Ma a ben vedere, gli equilibri in cui vive l’uomo medio sono essenzialmente squilibri, convinzioni di eternità e onnipotenza che nulla hanno a che vedere con la verità.

Non c’è interesse per la storia, per la lettura, per gli altri e le loro miserie, e questo, se ci si pensa bene, è il vero squilibrio dell’uomo moderno.

La mancanza di interesse per la vita e le sue manifestazioni più elevate ha illuso l’uomo che l’equilibrio sia nella continuità della sua sussistenza. E quando si trova davanti all’incertezza, a un punto di domanda così gigantesco, c’è poco da fare, se la fa sotto.

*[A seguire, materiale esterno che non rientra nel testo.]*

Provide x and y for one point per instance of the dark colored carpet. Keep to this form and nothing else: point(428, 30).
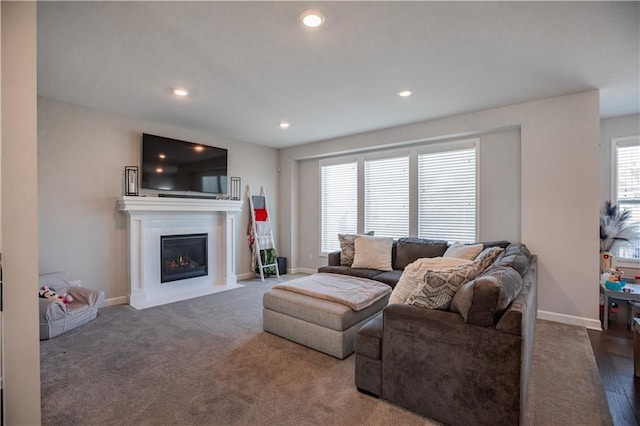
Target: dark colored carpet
point(206, 361)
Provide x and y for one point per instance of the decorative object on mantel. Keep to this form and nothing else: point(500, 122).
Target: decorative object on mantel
point(234, 191)
point(131, 180)
point(615, 228)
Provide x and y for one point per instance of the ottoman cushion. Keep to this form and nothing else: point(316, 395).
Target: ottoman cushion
point(317, 311)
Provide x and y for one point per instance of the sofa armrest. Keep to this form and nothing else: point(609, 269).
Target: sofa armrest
point(86, 296)
point(333, 258)
point(435, 364)
point(51, 310)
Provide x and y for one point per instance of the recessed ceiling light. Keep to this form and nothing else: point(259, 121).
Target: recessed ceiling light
point(180, 91)
point(312, 18)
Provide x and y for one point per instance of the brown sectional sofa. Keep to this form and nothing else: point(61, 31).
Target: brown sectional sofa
point(465, 367)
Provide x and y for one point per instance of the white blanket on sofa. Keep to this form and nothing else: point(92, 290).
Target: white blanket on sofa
point(356, 293)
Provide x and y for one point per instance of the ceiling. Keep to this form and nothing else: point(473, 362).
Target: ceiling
point(251, 65)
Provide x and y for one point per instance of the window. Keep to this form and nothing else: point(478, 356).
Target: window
point(386, 196)
point(447, 195)
point(626, 188)
point(339, 203)
point(427, 191)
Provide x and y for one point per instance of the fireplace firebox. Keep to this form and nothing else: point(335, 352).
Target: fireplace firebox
point(183, 256)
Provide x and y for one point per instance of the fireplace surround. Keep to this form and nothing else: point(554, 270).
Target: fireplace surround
point(183, 257)
point(151, 218)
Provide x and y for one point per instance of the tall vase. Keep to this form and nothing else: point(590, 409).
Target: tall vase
point(607, 261)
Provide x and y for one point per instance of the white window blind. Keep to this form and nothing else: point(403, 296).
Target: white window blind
point(339, 203)
point(386, 196)
point(628, 190)
point(447, 195)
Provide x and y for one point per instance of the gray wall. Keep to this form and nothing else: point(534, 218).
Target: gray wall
point(20, 339)
point(499, 196)
point(82, 153)
point(559, 170)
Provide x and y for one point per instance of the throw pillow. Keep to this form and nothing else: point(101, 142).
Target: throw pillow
point(463, 251)
point(488, 256)
point(493, 293)
point(411, 249)
point(372, 253)
point(347, 249)
point(437, 288)
point(414, 274)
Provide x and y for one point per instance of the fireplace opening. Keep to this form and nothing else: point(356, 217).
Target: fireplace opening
point(183, 256)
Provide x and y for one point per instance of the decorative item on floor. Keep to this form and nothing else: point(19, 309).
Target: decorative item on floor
point(50, 293)
point(264, 258)
point(56, 317)
point(131, 180)
point(234, 192)
point(615, 228)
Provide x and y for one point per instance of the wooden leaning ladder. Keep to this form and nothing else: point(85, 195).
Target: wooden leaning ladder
point(261, 235)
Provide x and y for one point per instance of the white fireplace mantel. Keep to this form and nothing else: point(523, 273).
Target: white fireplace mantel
point(151, 217)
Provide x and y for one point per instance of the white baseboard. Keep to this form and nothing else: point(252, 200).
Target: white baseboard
point(590, 323)
point(122, 300)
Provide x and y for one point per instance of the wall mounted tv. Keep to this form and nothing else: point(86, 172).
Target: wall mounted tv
point(174, 165)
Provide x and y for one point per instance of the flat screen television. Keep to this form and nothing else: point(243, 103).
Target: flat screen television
point(174, 165)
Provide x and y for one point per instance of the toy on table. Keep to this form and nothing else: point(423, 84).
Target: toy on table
point(50, 293)
point(614, 279)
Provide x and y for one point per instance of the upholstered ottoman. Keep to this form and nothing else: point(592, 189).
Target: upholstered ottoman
point(323, 311)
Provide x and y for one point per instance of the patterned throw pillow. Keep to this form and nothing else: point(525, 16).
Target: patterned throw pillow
point(488, 256)
point(413, 275)
point(437, 288)
point(347, 247)
point(463, 251)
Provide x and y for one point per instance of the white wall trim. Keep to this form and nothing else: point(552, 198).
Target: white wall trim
point(113, 301)
point(571, 320)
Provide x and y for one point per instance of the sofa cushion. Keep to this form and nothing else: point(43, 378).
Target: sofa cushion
point(482, 301)
point(437, 288)
point(411, 249)
point(372, 252)
point(347, 248)
point(348, 270)
point(499, 243)
point(388, 277)
point(463, 251)
point(517, 256)
point(414, 273)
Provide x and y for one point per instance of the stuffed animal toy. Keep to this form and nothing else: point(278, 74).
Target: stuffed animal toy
point(50, 293)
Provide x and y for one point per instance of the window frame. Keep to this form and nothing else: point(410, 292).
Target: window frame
point(333, 162)
point(615, 144)
point(413, 152)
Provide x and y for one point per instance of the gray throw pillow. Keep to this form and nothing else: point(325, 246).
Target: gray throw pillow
point(347, 247)
point(482, 301)
point(410, 249)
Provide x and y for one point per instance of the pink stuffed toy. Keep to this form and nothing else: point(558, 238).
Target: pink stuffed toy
point(50, 293)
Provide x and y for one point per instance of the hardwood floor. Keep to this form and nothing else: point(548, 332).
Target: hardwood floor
point(613, 351)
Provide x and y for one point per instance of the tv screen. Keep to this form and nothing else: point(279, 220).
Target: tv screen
point(174, 165)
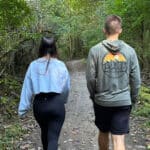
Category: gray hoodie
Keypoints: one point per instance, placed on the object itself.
(113, 74)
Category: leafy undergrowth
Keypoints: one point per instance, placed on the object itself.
(143, 108)
(10, 135)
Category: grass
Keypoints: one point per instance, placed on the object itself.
(143, 108)
(10, 135)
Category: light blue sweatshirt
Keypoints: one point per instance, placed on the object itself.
(37, 80)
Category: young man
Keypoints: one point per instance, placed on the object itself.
(113, 81)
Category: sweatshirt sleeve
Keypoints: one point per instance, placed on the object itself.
(91, 74)
(66, 88)
(26, 94)
(135, 79)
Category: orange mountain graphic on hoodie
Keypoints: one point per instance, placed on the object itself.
(118, 57)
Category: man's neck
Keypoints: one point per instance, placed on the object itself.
(113, 37)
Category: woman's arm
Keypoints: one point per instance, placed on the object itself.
(26, 94)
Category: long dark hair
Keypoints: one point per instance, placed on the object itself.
(47, 46)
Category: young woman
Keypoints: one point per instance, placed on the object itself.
(47, 78)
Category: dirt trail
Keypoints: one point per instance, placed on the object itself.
(79, 131)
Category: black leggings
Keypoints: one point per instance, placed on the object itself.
(49, 112)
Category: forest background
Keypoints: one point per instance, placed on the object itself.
(77, 26)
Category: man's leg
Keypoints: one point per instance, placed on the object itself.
(103, 140)
(118, 142)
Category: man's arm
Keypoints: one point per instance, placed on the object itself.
(91, 74)
(135, 79)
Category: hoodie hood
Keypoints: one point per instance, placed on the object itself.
(112, 46)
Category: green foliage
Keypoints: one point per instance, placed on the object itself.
(13, 13)
(10, 135)
(143, 108)
(10, 90)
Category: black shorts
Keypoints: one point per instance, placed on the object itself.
(112, 119)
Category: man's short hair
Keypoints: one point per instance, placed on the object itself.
(113, 24)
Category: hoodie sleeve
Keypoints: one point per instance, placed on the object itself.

Sono passati i tempi delle conquiste, della fame: ora la nostra fame è anch’essa stupida, fame di cose che si trovano sugli scaffali. E anche da un punto di vista della più alta estetica, questa battaglia a suon di carrelli della spesa ci rende ridicolmente brutti.

Nonostante ci siano quelli che invocano a gran voce la chiusura delle fabbriche, il giorno in cui non ci fosse più il biscottino di quella marca o il formaggio di Vattelapesca, inutile dire di no, saremmo gettati nel caos.

Le battaglie, in questo nostro secolo così privo di un vero spessore sociale, si combattono a suon di luoghi comuni, gettando tutto nel calderone, paragonando cose imparagonabili; andando controcorrente solamente per il gusto di dire qualcosa di impopolare.

Il fatto è che quasi nessuno ha idee impopolari che siano allo stesso tempo anche intelligenti. No. Infatti, non per battere sempre sullo stesso tasto, quando non si leggono due righe nemmeno a morire e si vive del nulla, si è poi incapaci persino di formulare un pensiero accettabile, figuriamoci uno intelligente e al contempo alternativo!

Ho letto persone paragonare l’astio verso quelli che pretendono di andare a correre in questo momento, al razzismo. Giuro, l’ho letto più di una volta.

Ho letto gente mettere tutto insieme, ciò di cui si ha bisogno, come la chiarezza e disapprovazione per chi disattende le disposizioni, con l’inutile di quelli che vorrebbero disattendere le disposizioni perché è spuntato loro un foruncolo sul naso e devono andare al Pronto soccorso.

Ho letto gente che paragona costantemente l’odio palesato verso gli scemi del quartiere, che fanno come vogliono anche quando muoiono seicento persone al giorno, con l’odio per i migranti.

Da un lato un sentimento d’astio legittimato dalla situazione, dall’altro la mancanza totale di sentimento umano davanti a povera gente disperata.

Questo appiattimento di valori, questa incapacità di legittimare ciò che è legittimo distinguendolo da ciò che è solamente umano, è un problema che ci vede protagonisti di questo secolo in cui le gare sono sempre “alla meno”.

Non so come finire questo pezzo di oggi, se non dicendo che l’equilibrio non sta nel silenzio forzato e dato dall’incapacità di formulare un pensiero intelligente. L’equilibrio sta nel capire quando due cose hanno la stessa gravità, prima di paragonarle gettandole in un minestrone; parlare se si ha qualcosa di vagamente intelligente da dire.

Non so se andrà tutto bene, francamente. So che andrà come deve andare: a volte è sano e saggio arrendersi a quest’unica certezza.